Further, asking whether the Catholic Church had condemned Nazism during the Second World War, Camus maintained that while the Church finally issued an encyclical against it, “The condemnation was voiced and it was not understood!”
In response to the invitation to speak freely to those gathered at the monastery that day, he offered these ringing words:
“What the world expects of Christians is that Christians should speak out, loud and clear, and that they should voice their condemnation in such a way that never a doubt, never the slightest doubt, could rise in the heart of the simplest man.

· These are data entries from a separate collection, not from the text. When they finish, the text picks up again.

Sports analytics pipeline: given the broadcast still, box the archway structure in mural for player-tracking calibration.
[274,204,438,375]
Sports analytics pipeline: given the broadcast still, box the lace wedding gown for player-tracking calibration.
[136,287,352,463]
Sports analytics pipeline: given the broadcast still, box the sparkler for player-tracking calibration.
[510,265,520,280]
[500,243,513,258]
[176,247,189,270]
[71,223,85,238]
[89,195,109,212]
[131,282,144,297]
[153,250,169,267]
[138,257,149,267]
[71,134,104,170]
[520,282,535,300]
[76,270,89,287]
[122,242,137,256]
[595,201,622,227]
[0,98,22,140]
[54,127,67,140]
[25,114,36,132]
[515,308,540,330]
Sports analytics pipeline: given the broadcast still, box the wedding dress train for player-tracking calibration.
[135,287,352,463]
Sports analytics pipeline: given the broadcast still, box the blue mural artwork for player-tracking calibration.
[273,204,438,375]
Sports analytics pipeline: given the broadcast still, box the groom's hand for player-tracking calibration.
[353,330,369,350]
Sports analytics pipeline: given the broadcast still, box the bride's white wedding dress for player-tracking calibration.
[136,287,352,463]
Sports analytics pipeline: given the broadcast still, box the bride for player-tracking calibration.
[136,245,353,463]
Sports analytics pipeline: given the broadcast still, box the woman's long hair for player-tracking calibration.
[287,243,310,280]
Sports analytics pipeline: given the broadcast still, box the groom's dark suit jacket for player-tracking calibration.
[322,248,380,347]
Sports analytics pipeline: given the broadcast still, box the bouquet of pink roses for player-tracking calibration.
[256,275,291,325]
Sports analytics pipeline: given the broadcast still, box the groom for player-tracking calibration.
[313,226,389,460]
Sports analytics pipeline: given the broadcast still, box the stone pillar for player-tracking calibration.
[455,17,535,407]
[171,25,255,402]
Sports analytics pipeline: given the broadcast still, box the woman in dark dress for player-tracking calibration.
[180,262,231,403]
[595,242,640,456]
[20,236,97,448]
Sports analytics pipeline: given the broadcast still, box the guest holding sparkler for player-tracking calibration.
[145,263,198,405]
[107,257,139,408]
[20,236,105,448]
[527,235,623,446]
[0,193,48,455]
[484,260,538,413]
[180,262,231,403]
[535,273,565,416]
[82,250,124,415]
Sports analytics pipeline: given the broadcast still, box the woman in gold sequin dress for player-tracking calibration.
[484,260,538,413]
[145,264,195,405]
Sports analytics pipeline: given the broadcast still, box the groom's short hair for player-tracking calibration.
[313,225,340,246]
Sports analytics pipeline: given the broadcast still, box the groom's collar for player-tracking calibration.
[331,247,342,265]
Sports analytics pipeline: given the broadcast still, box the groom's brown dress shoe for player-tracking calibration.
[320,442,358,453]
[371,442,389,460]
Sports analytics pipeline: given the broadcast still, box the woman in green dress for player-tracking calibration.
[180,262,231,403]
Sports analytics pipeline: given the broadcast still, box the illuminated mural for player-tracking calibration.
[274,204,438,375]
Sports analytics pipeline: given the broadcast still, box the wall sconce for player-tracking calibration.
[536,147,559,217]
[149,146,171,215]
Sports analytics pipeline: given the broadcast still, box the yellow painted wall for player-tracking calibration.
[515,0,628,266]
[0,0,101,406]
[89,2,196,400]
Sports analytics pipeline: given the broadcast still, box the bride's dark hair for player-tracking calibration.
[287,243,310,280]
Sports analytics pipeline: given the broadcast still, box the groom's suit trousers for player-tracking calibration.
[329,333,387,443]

That they should get away from abstraction and confront the blood-stained face history has taken on today.”
In these confusing and fraught times it is not easy to know how to speak up courageously as a Christian for justice and mercy. But I cannot ignore Camus’ direct challenge and I intend to rise to it.
Perhaps what we will someday live into would be something akin to Bonhoeffer’s “religionless Christianity” and Thomas Merton’s exploration of a post-Christian humanism. But that is a discussion for another day.